The video switcher provides a compact, inexpensive, and easy-to-use method to generate high luminance resolution displays using conventional computer graphics cards and analog color monitors. It is connected between the analog outputs of the graphics card and the monitor. It can also switch between monochromatic and chromatic display modes, providing additional convenience. Its trigger channel allows researchers to synchronize other equipment to visual displays.
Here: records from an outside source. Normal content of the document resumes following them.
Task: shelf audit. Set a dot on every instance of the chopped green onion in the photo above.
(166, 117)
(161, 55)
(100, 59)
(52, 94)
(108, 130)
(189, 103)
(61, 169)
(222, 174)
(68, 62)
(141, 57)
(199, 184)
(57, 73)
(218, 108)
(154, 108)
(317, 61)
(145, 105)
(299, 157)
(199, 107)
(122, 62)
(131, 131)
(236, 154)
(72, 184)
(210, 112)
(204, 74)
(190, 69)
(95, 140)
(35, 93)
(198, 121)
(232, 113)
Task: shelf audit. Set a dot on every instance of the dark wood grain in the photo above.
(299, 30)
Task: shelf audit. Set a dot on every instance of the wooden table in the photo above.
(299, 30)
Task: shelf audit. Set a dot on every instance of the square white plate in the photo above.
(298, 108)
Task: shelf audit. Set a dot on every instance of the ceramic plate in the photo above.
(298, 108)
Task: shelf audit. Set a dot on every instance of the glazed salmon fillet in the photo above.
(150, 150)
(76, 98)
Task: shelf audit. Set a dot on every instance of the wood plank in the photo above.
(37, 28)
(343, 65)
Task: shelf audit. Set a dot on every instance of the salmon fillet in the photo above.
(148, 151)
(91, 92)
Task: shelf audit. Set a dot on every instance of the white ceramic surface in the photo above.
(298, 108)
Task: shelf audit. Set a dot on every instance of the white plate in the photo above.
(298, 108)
The RTbox is a compact, inexpensive, and easy-to-use hardware/software solution for accurate response time measurement. If external triggers synchronized with stimulus onsets are available, RT measurements are totally independent of the host computer. For visual stimuli, we designed a built-in light port to receive triggers generated by photodiodes. External triggers can also be used to calibrate the stimulus onset time returned by user program. If the user program can provide precise stimulus onset time, accurate synchronization between the host computer and the RTbox can be achieved by the RTbox driver, so the RTbox can be used to obtain accurate RT measurements without any external trigger. It can also receive external button signals, such as outputs from an MRI compatible button box, and transmit all input signals and event markers to other devices, such as an EEG system. It can serve as an interface for simultaneous EEG/MRI recording systems.